For the various peek()/next()/prev() operations, `iter.pos` will _usually_ be
updated to point to the start of the key we're returning, and the leaf btree
node iterator will _usually_ point to the key we're returning, unless we're at a
hole - but there are exceptions for extents.

### A discussion on iterator position

`bch2_btree_iter_peek_slot()` and `bch2_btree_iter_peek_slot_extents()` never
change `iter->pos`. `bch2_btree_iter_peek()` will change `iter->pos` to match
the key just returned.

`iter->pos` should always match the key we're currently at; this is so that
on transaction restart we can get back to where we were at, and also so that
when updating the key at the current position the iterator is at the correct
position for that update.

Also, `iter->pos` is used by code that uses btree iterators to keep track of
where it's at in the work it's doing. Importantly, when iterating over extents
by slots (i.e. in `bch2_read()`), as we call `next_slot()` `iter->pos` will be
advanced to where the previously returned extent ended. 

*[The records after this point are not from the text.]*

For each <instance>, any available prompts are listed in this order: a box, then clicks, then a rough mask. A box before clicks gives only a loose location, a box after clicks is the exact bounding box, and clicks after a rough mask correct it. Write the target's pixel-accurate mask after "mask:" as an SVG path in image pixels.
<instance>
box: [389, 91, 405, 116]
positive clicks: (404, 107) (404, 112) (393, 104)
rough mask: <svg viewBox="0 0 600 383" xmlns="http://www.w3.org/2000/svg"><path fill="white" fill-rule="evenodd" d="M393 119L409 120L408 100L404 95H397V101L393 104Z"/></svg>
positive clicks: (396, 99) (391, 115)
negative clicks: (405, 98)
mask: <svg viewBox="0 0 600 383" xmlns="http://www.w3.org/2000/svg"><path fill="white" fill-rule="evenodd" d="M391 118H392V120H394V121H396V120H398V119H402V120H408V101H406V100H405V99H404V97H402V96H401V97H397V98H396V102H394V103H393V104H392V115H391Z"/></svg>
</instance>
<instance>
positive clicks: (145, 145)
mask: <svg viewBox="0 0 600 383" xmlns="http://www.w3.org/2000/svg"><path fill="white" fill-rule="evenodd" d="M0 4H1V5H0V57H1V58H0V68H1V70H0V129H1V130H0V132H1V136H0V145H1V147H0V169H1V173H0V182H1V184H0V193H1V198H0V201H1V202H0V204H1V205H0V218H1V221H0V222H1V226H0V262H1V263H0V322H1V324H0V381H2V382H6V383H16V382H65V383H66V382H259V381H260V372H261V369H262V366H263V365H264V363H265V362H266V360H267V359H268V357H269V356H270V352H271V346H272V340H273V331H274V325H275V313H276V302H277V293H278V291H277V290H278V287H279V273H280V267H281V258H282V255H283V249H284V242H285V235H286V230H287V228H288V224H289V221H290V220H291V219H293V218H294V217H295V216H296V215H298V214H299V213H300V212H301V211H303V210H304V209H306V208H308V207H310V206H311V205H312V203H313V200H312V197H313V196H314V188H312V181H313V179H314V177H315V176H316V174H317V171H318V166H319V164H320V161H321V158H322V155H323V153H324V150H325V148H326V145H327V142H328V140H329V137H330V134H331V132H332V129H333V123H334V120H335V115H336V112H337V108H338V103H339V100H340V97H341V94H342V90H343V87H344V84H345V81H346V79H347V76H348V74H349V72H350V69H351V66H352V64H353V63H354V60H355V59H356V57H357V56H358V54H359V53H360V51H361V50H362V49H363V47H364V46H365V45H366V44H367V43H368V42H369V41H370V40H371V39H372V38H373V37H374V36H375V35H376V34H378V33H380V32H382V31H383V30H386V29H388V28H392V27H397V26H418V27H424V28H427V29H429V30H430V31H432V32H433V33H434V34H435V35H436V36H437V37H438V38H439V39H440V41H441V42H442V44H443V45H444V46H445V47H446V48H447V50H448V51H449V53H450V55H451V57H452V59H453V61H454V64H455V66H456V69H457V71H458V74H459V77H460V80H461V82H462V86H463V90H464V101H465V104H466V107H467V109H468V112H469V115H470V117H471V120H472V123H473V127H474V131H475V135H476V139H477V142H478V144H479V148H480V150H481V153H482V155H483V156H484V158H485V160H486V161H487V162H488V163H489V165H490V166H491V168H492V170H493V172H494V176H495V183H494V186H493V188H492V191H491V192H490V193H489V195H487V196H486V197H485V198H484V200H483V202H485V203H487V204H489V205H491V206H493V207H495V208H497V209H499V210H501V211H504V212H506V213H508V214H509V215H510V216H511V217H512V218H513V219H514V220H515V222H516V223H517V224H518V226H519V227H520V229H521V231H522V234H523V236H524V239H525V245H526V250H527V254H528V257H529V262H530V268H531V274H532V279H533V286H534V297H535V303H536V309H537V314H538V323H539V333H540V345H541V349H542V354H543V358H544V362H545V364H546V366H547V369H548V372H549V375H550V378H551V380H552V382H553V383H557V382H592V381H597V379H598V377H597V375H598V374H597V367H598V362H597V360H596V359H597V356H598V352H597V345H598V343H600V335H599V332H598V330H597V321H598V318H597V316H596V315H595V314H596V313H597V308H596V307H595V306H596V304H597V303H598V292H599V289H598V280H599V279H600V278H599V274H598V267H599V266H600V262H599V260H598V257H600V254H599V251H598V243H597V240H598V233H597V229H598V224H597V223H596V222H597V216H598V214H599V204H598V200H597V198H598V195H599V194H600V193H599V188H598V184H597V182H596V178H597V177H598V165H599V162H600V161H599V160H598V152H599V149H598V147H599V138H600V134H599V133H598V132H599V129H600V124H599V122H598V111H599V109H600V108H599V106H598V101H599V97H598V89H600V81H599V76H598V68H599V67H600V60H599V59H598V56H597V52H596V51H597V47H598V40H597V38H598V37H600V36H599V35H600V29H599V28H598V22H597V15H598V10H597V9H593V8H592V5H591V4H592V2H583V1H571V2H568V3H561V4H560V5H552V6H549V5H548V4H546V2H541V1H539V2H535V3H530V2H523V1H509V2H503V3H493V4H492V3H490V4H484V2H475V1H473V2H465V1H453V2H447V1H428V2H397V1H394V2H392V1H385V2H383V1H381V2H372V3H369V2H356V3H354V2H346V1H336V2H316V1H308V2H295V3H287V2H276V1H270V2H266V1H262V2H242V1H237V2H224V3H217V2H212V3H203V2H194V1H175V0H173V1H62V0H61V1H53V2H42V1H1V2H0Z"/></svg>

If we're iterating forwards, `iter->pos` will be monotonically increasing, and
if we're iterating forwards by slots we guarantee that we'll return keys/extents
that exactly cover the keyspace.

For non extent iterators, we return the first key >= `iter->pos`; for extent
iterators, we return the first key strictly greater than `iter->pos`. Right now
this is handled by `btree_iter_search_key()`. This is because when we're
iterating over extents we want the first extent that covers the range starting
at `iter->pos`.

For iterating backwards, we have `peek_prev()` that returns the first key <=
`iter->pos`. Note: when using `peek_prev()` for extents, it's the same search
condition as for non extents - first key <= `iter->pos`.

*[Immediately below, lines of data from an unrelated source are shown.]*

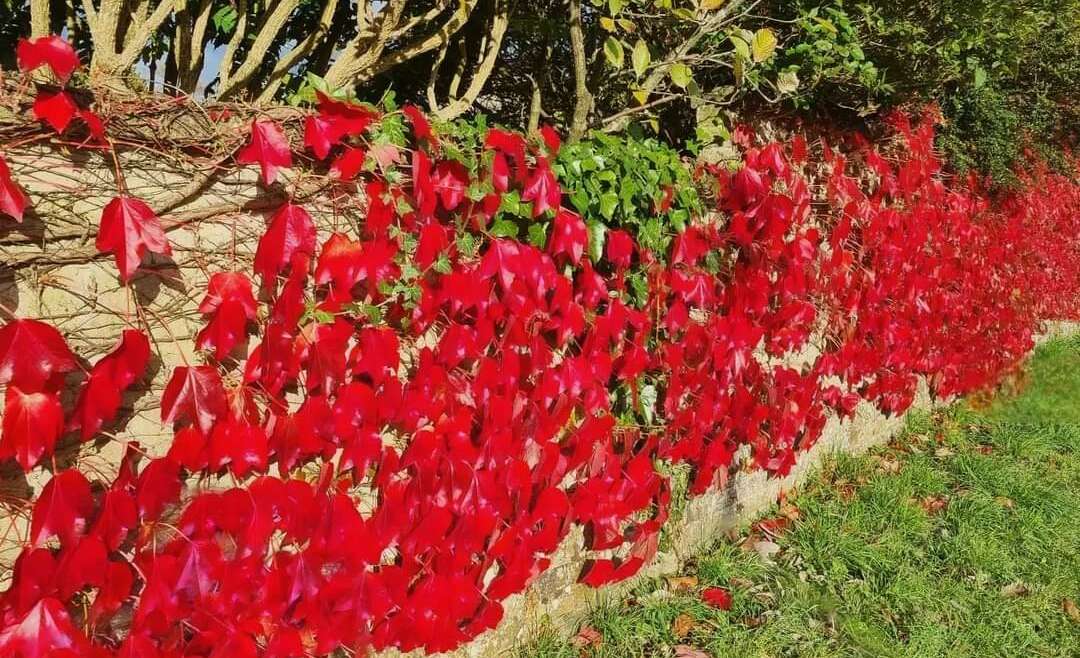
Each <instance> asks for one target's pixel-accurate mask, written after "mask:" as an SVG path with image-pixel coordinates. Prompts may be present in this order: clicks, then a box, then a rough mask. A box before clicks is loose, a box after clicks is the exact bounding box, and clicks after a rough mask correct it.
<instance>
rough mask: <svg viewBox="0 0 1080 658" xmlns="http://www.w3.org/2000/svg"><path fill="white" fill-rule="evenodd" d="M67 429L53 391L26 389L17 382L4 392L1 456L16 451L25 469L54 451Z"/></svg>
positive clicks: (29, 466)
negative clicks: (17, 385)
mask: <svg viewBox="0 0 1080 658" xmlns="http://www.w3.org/2000/svg"><path fill="white" fill-rule="evenodd" d="M63 432H64V407H63V406H60V399H59V395H58V394H57V393H53V392H45V391H40V392H26V391H23V390H21V389H19V388H18V387H17V386H15V385H14V384H10V385H8V391H6V392H5V393H4V408H3V433H2V434H0V457H5V456H9V455H14V457H15V460H16V461H18V465H19V466H22V467H23V470H24V471H29V470H30V469H32V468H33V467H35V466H36V465H37V464H38V462H39V461H41V458H42V457H44V456H45V455H51V454H52V452H53V447H54V446H55V445H56V440H57V439H58V438H59V435H60V434H62V433H63Z"/></svg>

Also: we need `iter->pos` to correspond to and be consistent what the rest of
the iterator physically points to.

So we want two different notions of iterator position:

 * One 

## Extents:

When returning an extent, `iter.pos` will typically be updated to point to the
start of the extent we're returning (which is not the key the extent is indexed
by; extents are indexed by where they end, not where they start).

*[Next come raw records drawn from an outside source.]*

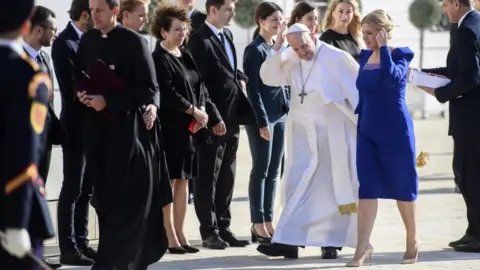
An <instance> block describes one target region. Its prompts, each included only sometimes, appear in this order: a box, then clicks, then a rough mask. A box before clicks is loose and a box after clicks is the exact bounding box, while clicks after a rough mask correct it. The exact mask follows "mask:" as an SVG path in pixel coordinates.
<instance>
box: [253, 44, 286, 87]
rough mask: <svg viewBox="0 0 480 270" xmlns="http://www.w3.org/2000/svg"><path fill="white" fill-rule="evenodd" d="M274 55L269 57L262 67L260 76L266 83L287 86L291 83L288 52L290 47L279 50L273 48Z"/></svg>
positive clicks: (260, 77)
mask: <svg viewBox="0 0 480 270" xmlns="http://www.w3.org/2000/svg"><path fill="white" fill-rule="evenodd" d="M272 52H273V53H272V55H270V56H269V57H267V59H265V61H264V62H263V64H262V66H261V67H260V78H261V79H262V82H263V83H264V84H265V85H269V86H287V85H290V82H291V80H290V78H289V72H288V67H287V66H288V65H287V62H288V60H287V58H286V55H285V54H286V53H288V48H287V49H283V50H280V51H278V52H276V51H273V50H272Z"/></svg>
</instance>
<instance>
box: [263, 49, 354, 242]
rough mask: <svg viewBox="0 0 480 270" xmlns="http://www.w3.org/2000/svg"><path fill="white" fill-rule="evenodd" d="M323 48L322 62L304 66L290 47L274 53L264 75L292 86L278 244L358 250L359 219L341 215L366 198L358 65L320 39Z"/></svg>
mask: <svg viewBox="0 0 480 270" xmlns="http://www.w3.org/2000/svg"><path fill="white" fill-rule="evenodd" d="M316 50H317V51H316V53H317V54H318V57H317V60H316V62H315V64H313V61H303V60H302V61H300V60H299V58H298V57H297V55H296V53H295V52H294V51H293V50H292V49H291V48H287V49H285V50H283V51H281V52H273V55H271V56H270V57H268V58H267V59H266V60H265V62H264V63H263V65H262V67H261V69H260V77H261V78H262V81H263V83H264V84H266V85H271V86H282V85H289V86H291V108H290V112H289V115H288V117H287V124H286V153H285V172H284V176H283V179H282V180H281V181H280V183H279V185H278V187H277V193H276V197H275V213H274V222H275V223H276V228H275V233H274V237H273V240H272V241H273V242H276V243H284V244H290V245H303V246H336V247H355V245H356V227H357V220H356V219H357V215H356V213H354V214H351V215H341V214H340V212H339V208H338V207H339V206H340V205H345V204H351V203H356V202H357V200H358V180H357V170H356V165H355V154H356V126H357V118H356V115H355V114H354V113H353V111H354V109H355V107H356V106H357V104H358V91H357V89H356V86H355V81H356V78H357V75H358V64H357V62H356V61H355V60H354V59H353V58H352V57H351V56H350V55H349V54H348V53H346V52H344V51H341V50H339V49H336V48H335V47H333V46H330V45H328V44H326V43H324V42H321V41H317V48H316ZM301 62H302V64H300V63H301ZM300 65H301V66H302V73H303V75H302V76H303V78H301V77H302V76H300ZM312 65H314V67H313V70H312V73H311V75H310V78H309V79H308V82H307V83H306V85H305V92H306V93H307V95H306V96H305V97H304V102H303V103H300V97H299V96H298V95H299V94H300V92H301V89H302V86H303V83H304V82H305V78H306V77H307V74H308V71H309V70H310V68H311V67H312Z"/></svg>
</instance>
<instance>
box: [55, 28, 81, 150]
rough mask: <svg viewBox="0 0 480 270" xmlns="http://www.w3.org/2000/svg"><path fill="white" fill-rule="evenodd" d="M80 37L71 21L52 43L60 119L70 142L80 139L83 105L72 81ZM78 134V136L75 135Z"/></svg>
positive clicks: (72, 141)
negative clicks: (61, 98)
mask: <svg viewBox="0 0 480 270" xmlns="http://www.w3.org/2000/svg"><path fill="white" fill-rule="evenodd" d="M79 44H80V37H79V36H78V34H77V32H76V31H75V28H73V26H72V22H70V23H68V25H67V27H66V28H65V30H63V31H62V32H61V33H60V34H59V35H58V37H57V38H56V39H55V41H54V42H53V45H52V60H53V66H54V68H55V74H56V75H57V82H58V86H59V88H60V94H61V97H62V112H61V113H60V121H61V123H62V125H63V127H65V130H66V131H67V134H68V137H69V139H70V140H71V141H72V142H76V141H78V140H76V139H75V138H79V139H80V133H81V132H80V131H81V126H82V125H81V123H82V111H83V109H84V106H83V105H82V104H81V103H80V102H79V101H78V98H77V97H76V93H75V86H74V81H73V64H74V60H75V56H76V55H77V50H78V45H79ZM77 135H78V136H77Z"/></svg>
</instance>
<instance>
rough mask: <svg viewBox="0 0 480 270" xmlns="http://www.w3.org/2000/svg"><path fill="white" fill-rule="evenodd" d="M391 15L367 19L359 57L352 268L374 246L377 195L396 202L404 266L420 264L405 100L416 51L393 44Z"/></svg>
mask: <svg viewBox="0 0 480 270" xmlns="http://www.w3.org/2000/svg"><path fill="white" fill-rule="evenodd" d="M392 28H393V25H392V22H391V19H390V16H389V15H388V14H387V13H386V12H385V11H383V10H375V11H373V12H371V13H370V14H368V15H367V16H365V18H364V19H363V20H362V31H363V38H364V41H365V45H366V46H367V47H368V48H369V49H367V50H362V51H361V52H360V56H359V64H360V71H359V74H358V78H357V88H358V91H359V97H360V100H359V104H358V107H357V109H356V113H357V114H358V127H357V128H358V136H357V171H358V181H359V183H360V188H359V199H360V201H359V205H358V235H357V248H356V251H355V255H354V258H353V260H352V261H350V262H349V263H348V264H347V266H348V267H359V266H361V265H362V264H363V261H364V259H365V258H366V257H368V258H369V259H370V262H371V255H372V253H373V248H372V246H371V244H370V235H371V232H372V229H373V225H374V222H375V218H376V215H377V208H378V199H393V200H396V201H397V205H398V209H399V211H400V214H401V216H402V219H403V222H404V224H405V229H406V232H407V233H406V234H407V239H406V252H405V255H404V257H403V260H402V263H403V264H413V263H416V261H417V258H418V247H419V246H418V245H419V242H418V239H417V231H416V220H415V201H416V199H417V192H418V178H417V172H416V157H415V134H414V131H413V121H412V118H411V116H410V114H409V111H408V107H407V104H406V102H405V91H406V84H407V76H408V70H409V67H408V66H409V64H410V61H411V60H412V58H413V52H412V51H411V50H410V49H409V48H407V47H398V48H392V47H389V46H388V39H390V38H391V35H390V32H391V30H392Z"/></svg>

This may mean that when we return an extent, the leaf btree node iterator won't
necessarily point to the key we're returning - due to our #1 invariant, and the
possible existence of whiteouts (that we filter out when iterating and don't
return to user code).

Additionally, iter.pos won't be updated to point to the start of the extent
we're returning when that would move iter.pos backwards (unless we're actually
iterating backwards); this is because user code wants to see a monotonically
increasing iterator position (as user code often uses `iter.pos` to track how
far we've gotten/how much work we have to do).